Each task should then run just the inner loop in CrossBlend, and the task is parameterized with the index of the dest array (set1) to use (or range of indices.)
You can also parallelize the Blend method, since each index is computed independently of the others, so no contention there. But on todays machines, with <40 cores you will get sufficient parallism just threading the CrossBlend method.

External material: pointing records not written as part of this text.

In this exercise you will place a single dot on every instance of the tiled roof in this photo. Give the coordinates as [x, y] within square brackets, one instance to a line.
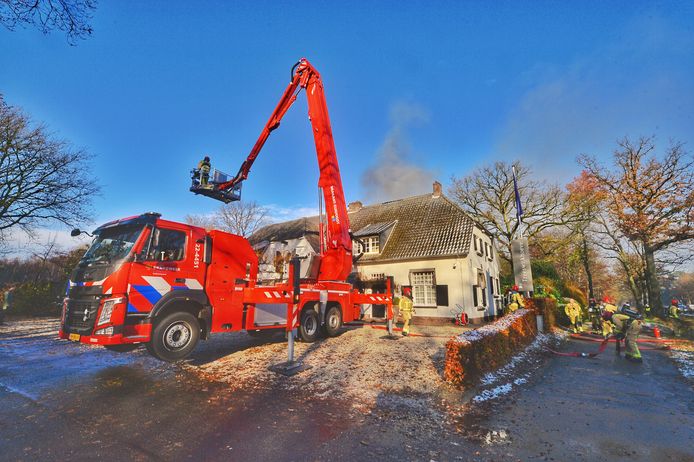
[375, 228]
[426, 227]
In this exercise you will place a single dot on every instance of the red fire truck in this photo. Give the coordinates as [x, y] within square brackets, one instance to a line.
[166, 284]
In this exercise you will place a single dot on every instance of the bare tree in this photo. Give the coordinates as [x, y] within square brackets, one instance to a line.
[41, 178]
[242, 218]
[487, 196]
[69, 16]
[650, 200]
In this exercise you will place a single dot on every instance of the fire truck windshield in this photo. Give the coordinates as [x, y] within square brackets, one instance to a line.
[111, 245]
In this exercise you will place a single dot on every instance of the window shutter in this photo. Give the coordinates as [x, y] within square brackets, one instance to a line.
[442, 295]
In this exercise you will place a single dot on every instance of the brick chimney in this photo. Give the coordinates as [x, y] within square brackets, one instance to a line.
[354, 206]
[437, 190]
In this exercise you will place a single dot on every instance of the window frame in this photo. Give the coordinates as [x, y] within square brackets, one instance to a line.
[149, 247]
[368, 243]
[427, 303]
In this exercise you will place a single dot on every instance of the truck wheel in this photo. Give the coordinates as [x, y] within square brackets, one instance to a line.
[174, 336]
[309, 326]
[333, 321]
[122, 348]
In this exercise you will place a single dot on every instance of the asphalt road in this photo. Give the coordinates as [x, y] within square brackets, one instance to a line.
[62, 401]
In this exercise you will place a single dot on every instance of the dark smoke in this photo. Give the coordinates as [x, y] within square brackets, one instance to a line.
[394, 176]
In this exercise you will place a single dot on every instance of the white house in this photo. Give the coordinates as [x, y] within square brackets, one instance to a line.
[426, 242]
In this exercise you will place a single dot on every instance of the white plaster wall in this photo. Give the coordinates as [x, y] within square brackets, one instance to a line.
[456, 273]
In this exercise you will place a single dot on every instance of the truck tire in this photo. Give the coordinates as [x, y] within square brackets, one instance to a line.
[122, 348]
[309, 326]
[333, 321]
[174, 336]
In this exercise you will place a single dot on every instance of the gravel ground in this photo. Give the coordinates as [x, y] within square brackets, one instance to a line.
[361, 365]
[365, 397]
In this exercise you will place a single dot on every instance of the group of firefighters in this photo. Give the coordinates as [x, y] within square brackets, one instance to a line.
[607, 320]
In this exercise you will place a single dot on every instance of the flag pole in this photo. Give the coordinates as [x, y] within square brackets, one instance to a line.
[519, 207]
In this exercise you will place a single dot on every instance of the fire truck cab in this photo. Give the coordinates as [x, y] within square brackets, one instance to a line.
[146, 280]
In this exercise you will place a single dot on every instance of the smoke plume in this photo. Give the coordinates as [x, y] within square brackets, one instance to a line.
[394, 175]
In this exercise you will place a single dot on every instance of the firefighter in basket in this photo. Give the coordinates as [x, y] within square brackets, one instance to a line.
[406, 309]
[628, 323]
[202, 172]
[515, 301]
[573, 311]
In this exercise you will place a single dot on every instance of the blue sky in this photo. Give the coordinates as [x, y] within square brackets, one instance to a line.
[439, 87]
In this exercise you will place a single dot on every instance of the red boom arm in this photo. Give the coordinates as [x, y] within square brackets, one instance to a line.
[336, 263]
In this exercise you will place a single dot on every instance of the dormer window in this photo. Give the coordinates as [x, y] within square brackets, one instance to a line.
[371, 245]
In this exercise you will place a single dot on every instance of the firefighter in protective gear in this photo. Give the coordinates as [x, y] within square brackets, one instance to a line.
[628, 327]
[607, 311]
[674, 310]
[573, 311]
[595, 319]
[515, 301]
[204, 167]
[406, 309]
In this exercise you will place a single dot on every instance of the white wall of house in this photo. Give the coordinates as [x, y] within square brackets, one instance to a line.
[460, 274]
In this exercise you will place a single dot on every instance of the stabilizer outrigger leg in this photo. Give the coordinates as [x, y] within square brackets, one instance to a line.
[292, 366]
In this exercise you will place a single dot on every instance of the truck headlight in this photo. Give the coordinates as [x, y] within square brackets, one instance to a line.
[107, 310]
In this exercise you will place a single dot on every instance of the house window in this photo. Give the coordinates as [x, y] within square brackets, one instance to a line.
[423, 288]
[371, 245]
[478, 245]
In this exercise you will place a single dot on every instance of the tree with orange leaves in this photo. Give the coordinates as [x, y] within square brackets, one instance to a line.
[583, 204]
[650, 199]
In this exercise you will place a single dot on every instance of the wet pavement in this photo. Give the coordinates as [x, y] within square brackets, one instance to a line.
[66, 401]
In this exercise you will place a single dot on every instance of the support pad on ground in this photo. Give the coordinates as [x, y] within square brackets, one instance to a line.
[289, 368]
[391, 337]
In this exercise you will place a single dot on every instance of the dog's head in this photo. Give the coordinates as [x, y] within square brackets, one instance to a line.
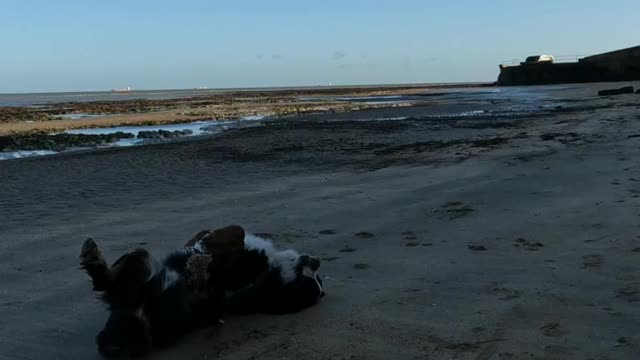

To run effectively on multi-core you can either
for N cores, divide the problem into N parts. Given that set1 is reasonably large compared to the number of cores, you could just divide set1 into N ranges, and pass each range of indices into N threads running the inner CrossBlend loop. That will give you fairly good parallelism, but it's not optimal. (Some threads will finish sooner and end up with no work to do.)
A more involved scheme is to make each iteration of the CrossBlend inner loop a separate task. Have N queues (for N cores), and distribute the tasks amongst the queues. Start N threads, with each thread reading it's tasks from a queue. If a threads queue becomes empty, it takes a task from some other thread's queue.
The second approach is best suited to irregularly sized tasks, or where the system is being used for other tasks, so some cores may be time switching between other processes, so you cannot expect that equal amounts of work complete in the roughly same time on different cores.
The first approach is much simpler to code, and will give you a good level of parallelism.